As a result of this regime, complex cognition and hyper-prosociality emerge as a human gene-culture baseline. These abilities place humans above all other hominins on the planet and above any other surviving groups of Homo sapiens in terms of survival sophistication. This advanced group of Homo sapiens are likely the progenitor population for modern humans.
Around 135 kya the glacial period relents and this advanced brand of Homo sapiens is able to move around African again – absorbing and replacing the small, surviving pockets of more simple Homo sapiens that it intersects with. This happens in Africa for another approximate period of 60 kya until the first successful migration out of the continent – around 70 kya. So, in terms of The Human Uniqueness Problem, we have some answers that we can begin to stand on.
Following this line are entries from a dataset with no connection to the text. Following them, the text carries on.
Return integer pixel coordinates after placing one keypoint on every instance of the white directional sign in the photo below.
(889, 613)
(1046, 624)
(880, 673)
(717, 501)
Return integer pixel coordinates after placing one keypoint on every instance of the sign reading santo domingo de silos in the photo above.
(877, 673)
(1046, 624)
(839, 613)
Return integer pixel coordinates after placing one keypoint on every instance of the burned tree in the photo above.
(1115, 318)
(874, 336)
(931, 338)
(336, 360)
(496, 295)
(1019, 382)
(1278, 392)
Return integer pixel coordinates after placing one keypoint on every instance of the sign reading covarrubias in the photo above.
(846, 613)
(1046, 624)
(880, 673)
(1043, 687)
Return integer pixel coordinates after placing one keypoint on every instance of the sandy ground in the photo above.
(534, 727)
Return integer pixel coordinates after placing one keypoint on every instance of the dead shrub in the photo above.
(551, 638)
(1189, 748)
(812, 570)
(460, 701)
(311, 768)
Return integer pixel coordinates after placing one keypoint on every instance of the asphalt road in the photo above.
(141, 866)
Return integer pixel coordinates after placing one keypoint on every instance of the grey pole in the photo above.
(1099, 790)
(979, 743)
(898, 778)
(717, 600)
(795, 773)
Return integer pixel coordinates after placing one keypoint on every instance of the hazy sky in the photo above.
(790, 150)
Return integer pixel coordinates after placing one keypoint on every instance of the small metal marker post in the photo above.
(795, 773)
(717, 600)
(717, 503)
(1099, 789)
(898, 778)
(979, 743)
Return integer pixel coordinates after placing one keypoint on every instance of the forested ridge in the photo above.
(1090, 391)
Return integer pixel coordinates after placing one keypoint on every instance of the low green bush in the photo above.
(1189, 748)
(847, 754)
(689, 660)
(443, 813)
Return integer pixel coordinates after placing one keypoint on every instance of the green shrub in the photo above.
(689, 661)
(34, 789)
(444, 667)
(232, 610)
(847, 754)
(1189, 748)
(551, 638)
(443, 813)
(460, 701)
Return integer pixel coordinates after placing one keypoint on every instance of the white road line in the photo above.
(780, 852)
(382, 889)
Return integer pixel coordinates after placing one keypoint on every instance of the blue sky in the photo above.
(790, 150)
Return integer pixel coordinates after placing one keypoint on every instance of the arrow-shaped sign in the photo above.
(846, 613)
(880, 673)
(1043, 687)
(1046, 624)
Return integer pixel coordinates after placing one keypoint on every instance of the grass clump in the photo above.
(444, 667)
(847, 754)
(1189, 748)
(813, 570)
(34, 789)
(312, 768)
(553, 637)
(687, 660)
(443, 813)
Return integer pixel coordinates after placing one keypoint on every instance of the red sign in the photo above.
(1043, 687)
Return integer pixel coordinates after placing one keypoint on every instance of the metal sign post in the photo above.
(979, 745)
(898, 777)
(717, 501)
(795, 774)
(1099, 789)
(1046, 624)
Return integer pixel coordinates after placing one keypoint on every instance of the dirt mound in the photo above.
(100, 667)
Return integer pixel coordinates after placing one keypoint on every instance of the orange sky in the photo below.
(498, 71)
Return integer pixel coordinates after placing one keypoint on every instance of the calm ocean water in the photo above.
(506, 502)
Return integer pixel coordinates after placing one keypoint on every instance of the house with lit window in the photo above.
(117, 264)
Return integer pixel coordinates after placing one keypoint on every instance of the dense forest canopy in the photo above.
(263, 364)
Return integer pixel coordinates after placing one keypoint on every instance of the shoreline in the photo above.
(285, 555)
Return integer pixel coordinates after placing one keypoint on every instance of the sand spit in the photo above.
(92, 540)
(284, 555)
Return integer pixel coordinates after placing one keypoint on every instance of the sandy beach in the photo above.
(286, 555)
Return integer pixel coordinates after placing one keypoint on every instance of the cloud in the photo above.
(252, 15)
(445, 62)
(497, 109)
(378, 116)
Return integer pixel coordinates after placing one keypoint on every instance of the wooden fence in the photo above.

How did humans go from being an entity like other animals to the dominant force on the planet? The question begins to be addressed by advanced cognition, hyper-prosocial behavior, and a Natural Selection Regime created by the climate – all occurring with a small, isolated group of Homo sapiens on the coast of South Africa. However, there is one more component that requires serious consideration:
We have the earliest evidence for advanced, multi-component projectile tips occurring in Pinnacle Point, on the coast of South Africa, and this evidence is dated at ~70 kya. It is highly likely that we are not looking at the first ever products of this projectile industry. So, the industry that produces such technology is likely to be older.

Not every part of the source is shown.